Another key into these works lies in the controversial concept of “sampling”. In both my visual and musical work, existing pieces are used as the starting points for new creations, a process commonly referred to in the music industry as ¯sampling”. In the Histograms, the works being sampled are original photographs by my father, Ernst Haas. As the first photographer to successfully experiment with the multiple significations of motion photography, he developed a blurring of subject matter that suggested an unfreezing of time. His photographs and their evocation of time are the building blocks of my Histograms. In the same way that my DNA originates with my father’s, his photographs are the molecular background component carrying the genetic information that allows the Histograms to exist.

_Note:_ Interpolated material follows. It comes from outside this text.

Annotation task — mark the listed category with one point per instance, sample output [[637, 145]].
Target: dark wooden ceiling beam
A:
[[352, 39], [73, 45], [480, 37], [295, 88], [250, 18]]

Just as music and visual art have blurred, many seemingly discrete social truths have been affected by scientific and technological advancements. new abilities in cloning and genetics raise questions about family and society that reverberate in the art world. What is the value of an original? Does a clone have the same worth as its progenitor? Although technology allows us to edit most human error from film or photography, do we want to? By moving closer to physical or scientific flawlessness and perfection do we really come closer to the sacred? And ultimately, what is sacred?

Even in their utter stillness, Histograms and their Variations are exclamations of hope: they speak of metamorphosis, of the transmutation of time, and ultimately of a past that can be liberated into new perceptions of reality.